1854 book by Caroline Lee Hentz

The Planter's Northern Bride is an 1854 novel written by Caroline Lee Hentz, in response to the publication of Uncle Tom's Cabin by Harriet Beecher Stowe in 1852.

== Overview ==

Unlike other examples of anti-Tom literature (aka "plantation literature"), the title The Planter's Northern Bride is not a pun on Uncle Tom's Cabin, as was the case with Uncle Robin, in His Cabin in Virginia, and Tom Without One in Boston (1853).
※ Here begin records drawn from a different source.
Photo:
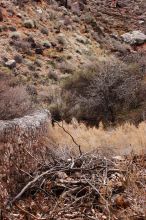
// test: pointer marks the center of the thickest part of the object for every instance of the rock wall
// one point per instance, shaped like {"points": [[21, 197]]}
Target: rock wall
{"points": [[27, 128], [21, 149]]}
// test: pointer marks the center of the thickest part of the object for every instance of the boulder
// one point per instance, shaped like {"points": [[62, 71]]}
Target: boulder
{"points": [[11, 64], [134, 37]]}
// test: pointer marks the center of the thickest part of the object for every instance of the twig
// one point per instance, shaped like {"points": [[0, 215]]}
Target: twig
{"points": [[29, 184], [107, 205], [33, 216], [67, 132]]}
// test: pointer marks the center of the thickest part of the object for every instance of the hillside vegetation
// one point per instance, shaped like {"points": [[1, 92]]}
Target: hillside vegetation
{"points": [[72, 109]]}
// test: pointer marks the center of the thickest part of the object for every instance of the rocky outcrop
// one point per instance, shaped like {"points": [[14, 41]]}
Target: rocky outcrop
{"points": [[134, 37], [27, 128]]}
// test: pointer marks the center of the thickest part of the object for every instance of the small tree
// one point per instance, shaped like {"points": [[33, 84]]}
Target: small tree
{"points": [[112, 89]]}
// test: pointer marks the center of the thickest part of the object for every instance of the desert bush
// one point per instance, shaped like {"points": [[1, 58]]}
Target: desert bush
{"points": [[14, 101], [102, 93]]}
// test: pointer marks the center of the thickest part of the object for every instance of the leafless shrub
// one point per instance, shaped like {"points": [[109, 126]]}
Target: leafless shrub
{"points": [[108, 91], [14, 101]]}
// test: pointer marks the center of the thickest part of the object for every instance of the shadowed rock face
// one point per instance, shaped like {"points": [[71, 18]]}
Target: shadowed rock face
{"points": [[29, 127]]}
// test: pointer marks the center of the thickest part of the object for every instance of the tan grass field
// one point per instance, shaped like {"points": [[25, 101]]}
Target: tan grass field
{"points": [[123, 139]]}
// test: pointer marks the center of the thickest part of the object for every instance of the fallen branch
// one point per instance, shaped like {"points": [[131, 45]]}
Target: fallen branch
{"points": [[33, 216], [67, 132]]}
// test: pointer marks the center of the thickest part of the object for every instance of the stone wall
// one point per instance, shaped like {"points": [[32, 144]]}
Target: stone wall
{"points": [[27, 128], [22, 147]]}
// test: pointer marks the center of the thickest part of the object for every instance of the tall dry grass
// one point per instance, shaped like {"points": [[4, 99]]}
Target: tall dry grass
{"points": [[120, 140]]}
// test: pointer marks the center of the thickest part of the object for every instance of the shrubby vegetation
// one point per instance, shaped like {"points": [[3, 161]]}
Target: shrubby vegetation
{"points": [[101, 92], [14, 99]]}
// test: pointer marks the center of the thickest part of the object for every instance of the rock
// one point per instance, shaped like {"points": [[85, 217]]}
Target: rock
{"points": [[82, 39], [18, 58], [1, 15], [15, 35], [12, 28], [134, 37], [62, 39], [29, 23], [11, 64], [44, 31], [46, 44], [39, 50]]}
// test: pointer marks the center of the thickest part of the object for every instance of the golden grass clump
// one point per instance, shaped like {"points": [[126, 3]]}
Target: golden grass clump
{"points": [[120, 140]]}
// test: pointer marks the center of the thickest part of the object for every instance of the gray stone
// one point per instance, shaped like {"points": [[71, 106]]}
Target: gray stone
{"points": [[46, 44], [29, 23], [134, 37], [11, 64], [15, 35]]}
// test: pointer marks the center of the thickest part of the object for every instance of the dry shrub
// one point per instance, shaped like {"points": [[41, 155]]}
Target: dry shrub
{"points": [[102, 93], [14, 101]]}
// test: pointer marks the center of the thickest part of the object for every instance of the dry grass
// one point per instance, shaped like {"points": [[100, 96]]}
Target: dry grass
{"points": [[121, 140]]}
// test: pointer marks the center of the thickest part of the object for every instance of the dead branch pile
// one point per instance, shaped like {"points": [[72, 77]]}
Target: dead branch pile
{"points": [[89, 186]]}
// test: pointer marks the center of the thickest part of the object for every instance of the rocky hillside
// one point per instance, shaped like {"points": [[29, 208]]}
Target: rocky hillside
{"points": [[45, 42]]}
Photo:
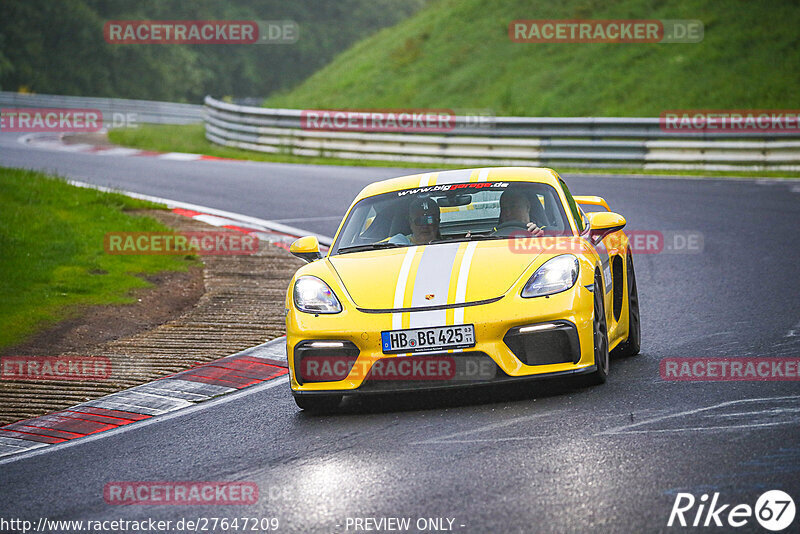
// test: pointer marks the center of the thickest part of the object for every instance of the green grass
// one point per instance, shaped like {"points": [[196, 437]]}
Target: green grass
{"points": [[53, 260], [456, 54], [191, 139]]}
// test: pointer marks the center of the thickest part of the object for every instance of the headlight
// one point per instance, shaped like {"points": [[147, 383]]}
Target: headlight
{"points": [[312, 295], [554, 276]]}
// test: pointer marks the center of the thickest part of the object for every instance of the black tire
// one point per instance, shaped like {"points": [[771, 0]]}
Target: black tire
{"points": [[599, 335], [632, 345], [318, 403]]}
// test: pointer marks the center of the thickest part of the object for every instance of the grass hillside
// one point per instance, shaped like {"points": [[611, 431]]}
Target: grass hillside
{"points": [[456, 54], [53, 258]]}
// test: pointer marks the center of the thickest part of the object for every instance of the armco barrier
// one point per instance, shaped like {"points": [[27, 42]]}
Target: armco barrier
{"points": [[607, 142], [140, 111]]}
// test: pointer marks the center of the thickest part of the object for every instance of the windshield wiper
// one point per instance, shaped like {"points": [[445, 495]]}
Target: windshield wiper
{"points": [[474, 237], [371, 246]]}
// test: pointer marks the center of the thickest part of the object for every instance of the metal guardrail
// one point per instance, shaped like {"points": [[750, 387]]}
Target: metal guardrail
{"points": [[140, 111], [541, 141]]}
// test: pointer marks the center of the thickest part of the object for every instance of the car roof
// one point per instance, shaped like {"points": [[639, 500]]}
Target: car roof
{"points": [[485, 174]]}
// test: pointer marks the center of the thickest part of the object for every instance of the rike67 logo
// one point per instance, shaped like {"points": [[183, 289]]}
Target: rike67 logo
{"points": [[774, 510]]}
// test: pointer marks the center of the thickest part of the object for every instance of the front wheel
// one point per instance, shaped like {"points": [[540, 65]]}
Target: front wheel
{"points": [[600, 335], [318, 403]]}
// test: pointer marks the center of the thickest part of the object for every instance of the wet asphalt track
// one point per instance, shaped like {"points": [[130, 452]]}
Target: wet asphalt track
{"points": [[547, 457]]}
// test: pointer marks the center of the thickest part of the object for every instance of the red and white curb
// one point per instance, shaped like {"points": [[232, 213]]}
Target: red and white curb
{"points": [[255, 365], [55, 141], [250, 367], [276, 233]]}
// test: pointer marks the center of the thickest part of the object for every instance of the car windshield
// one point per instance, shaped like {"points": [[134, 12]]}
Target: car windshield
{"points": [[453, 212]]}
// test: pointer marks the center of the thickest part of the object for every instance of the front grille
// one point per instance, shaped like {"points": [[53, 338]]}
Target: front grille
{"points": [[558, 344], [456, 369], [315, 361]]}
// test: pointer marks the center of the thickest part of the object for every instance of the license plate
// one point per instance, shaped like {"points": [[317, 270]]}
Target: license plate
{"points": [[428, 339]]}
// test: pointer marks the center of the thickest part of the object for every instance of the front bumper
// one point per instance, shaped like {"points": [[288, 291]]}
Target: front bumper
{"points": [[506, 349]]}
The novel, unlike previous examples of plantation literature, criticized abolitionism in the United States and how easily anti-slavery organisations such as the Underground Railroad could be manipulated by pro-slavery superiors – a concept previously discussed in Rev. Baynard Rush Hall's earlier anti-Tom novel, Frank Freeman's Barber Shop (1852).

== Plot ==

The book's main character is Eulalia, a young daughter of an abolitionist from New England and the wife of a plantation owner named Moreland. At first indoctrinated by her father's views on abolitionism, Eulalia initially condemns her husband's use of slaves on his plantation – even though he is behaving benignly towards them – but she soon realizes how well off Moreland's slaves truly are.

As time passes, Eulalia also discovers a plot by a group of local abolitionists to stage a large-scale slave rebellion, with aims to "free" the otherwise-content slaves of the plantation and to murder both Moreland and Eulalia, despite their kindness to their slaves.

== Publication history ==

Hentz's novel was first published in novelised form by T.B. Peterson Ltd. in 1854.

The publishers of Hentz's novel had been responsible for the release of another anti-Tom novel two years previously: The Cabin and Parlor; or, Slaves and Masters by Charles Jacobs Peterson (1852).